2016年3月29日、京都市は日本の自治体として初めて取り組んだ、市の「エコロジカル・フットプリント」の算定調査結果を発表しました。エコロジカル・フットプリントは、消費活動などが地球環境にかけている「負荷」を算定したもの。これを環境問題の深刻さを目で見える形で示す一つの手段としてきたWWFでは、今後、他の自治体にも呼びかけ、各自治体の持続可能なまちづくりの施策に生かされるよう、働きかけてゆきます。
京都市民の暮らしは「地球2個」分
今回の調査結果は、京都市、GFN、いであ株式会社、WWFジャパンが共同で取り組んだ試行的な算定によるもので、日本の自治体としては初めての試みとなりました。
2010年データをもとに算出したその結果によると、京都市のエコロジカル・フットプリントは日本の全国平均より約10%小さいことが判明。同時に、全世界の平均より約30%大きいことが分かりました。
これは、世界中の人々が京都市民と同じ暮らしをするには、「地球2個分」の資源や生産力が必要であることを示しています。特に、フットプリントの中で大きな要素となっているのは二酸化炭素の排出で、これが全体の64%を占めています。
しかし、次のような傾向も認められました。
たとえば、京都市では日本の70都市の平均とくらべ、市民が自動車よりも、電車やバスなどの公共の交通機関を利用する率が高いことなどから、「交通」に起因するエコロジカル・フットプリントが、全国平均よりも約24%小さいこと。

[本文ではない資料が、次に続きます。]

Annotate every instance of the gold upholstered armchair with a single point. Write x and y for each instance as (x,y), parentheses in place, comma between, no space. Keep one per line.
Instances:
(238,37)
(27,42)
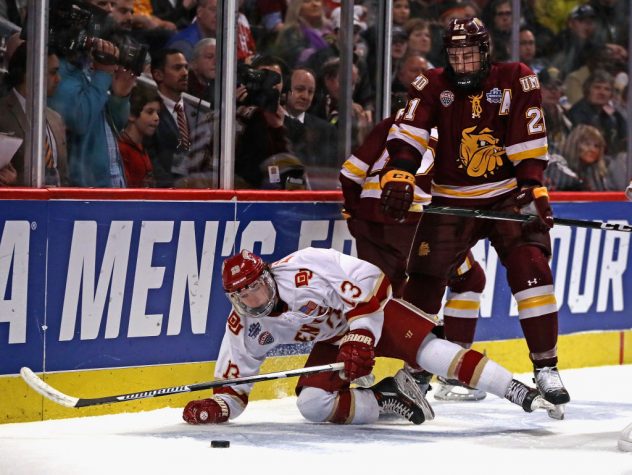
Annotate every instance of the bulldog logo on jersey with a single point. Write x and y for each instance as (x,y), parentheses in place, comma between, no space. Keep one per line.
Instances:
(477,110)
(446,98)
(479,153)
(266,338)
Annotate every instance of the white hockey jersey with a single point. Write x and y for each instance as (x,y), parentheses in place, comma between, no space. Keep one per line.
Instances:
(325,294)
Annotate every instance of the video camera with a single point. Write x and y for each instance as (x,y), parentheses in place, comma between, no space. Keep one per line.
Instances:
(75,24)
(260,86)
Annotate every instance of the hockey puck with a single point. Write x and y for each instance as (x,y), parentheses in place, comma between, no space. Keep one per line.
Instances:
(220,444)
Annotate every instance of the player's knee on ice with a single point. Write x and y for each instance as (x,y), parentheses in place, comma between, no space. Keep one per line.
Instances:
(318,405)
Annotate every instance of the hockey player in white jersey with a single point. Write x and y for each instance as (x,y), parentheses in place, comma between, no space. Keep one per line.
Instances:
(343,305)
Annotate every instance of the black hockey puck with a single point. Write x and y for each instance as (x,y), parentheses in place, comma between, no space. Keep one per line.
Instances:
(220,444)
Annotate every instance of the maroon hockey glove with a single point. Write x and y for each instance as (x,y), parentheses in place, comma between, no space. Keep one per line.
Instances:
(398,190)
(535,201)
(357,353)
(206,411)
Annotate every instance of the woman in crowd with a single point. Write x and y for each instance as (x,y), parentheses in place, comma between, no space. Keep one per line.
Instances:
(585,151)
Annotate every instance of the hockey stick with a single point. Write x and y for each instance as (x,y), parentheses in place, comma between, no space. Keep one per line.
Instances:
(49,392)
(500,215)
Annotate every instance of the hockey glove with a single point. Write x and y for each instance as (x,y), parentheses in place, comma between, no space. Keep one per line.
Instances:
(534,201)
(206,411)
(398,189)
(357,353)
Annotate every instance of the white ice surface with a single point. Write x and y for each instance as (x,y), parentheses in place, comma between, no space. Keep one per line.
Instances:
(487,437)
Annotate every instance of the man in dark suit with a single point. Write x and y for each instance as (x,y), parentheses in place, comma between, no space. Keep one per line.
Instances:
(316,145)
(13,121)
(181,147)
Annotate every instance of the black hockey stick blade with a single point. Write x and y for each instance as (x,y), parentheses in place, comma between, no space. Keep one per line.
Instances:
(503,216)
(49,392)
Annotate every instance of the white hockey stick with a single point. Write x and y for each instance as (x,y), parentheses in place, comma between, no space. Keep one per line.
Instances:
(49,392)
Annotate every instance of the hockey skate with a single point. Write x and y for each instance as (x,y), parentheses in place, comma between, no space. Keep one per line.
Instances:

さらに、「住居、光熱費」のフットプリントも、全国平均より約45%低いこと。これは、一戸建てよりもマンションなどの共同住宅の割合が高く、二酸化炭素の排出が比較的少ない都市ガスの利用が多いことなどが要因と考えられます。
日本の「エコロジカル・フットプリント」を下げるために
WWFは、2000年以来、2年に一度発表している『生きている地球レポート』の中で、この「エコロジカル・フットプリント」を人間が環境に与える負荷を目に見える形で示してきました。
また、2010年には、日本全体のエコロジカル・フットプリントも集計。
負荷を減らすには自治体単位での取り組みが効果的と考え、今回、京都市による調査を支援しました。
現在、人類は地球1個分の生物生産力や再生能力よりも、大きな規模で消費を続けており、それがさまざまな環境破壊の原因となっています。
そうした中、京都市では、すでに温室効果ガスの排出量を2030年度に40%削減(1990年度比)する、という、日本政府よりも意欲的な目標を掲げるなど、積極的な取り組みを進めてきました。
WWFでは今後、京都市が今回の調査結果をふまえて、エコロジカル・フットプリントを自治体で実施するときの課題を関係者と共有し、政策とつながるようにしたいと考えています。
日本のエコロジカル・フットプリント低減につながる政策が進むよう、WWFは今後、他の自治体でも同様の試みが広がるよう働きかけてゆきたいと考えています。
報告書
千年の都から、次の千年の未来へ~京都市のエコロジカル・フットプリント調査からわかること
記者発表資料
参考資料
グローバル・フットプリント・ネットワーク(GFN)
持続可能性の指標である「エコロジカル・フットプリント」の発展・普及を通じ、持続可能な経済の構築を目指すNPO団体。パートナー団体と協力してさまざまな調査研究・方法論の標準化を図り、経済活動が地球生態系の許容範囲内で行われるよう、資源勘定(バランスシート)の提供を通じて政策決定者へ提言している。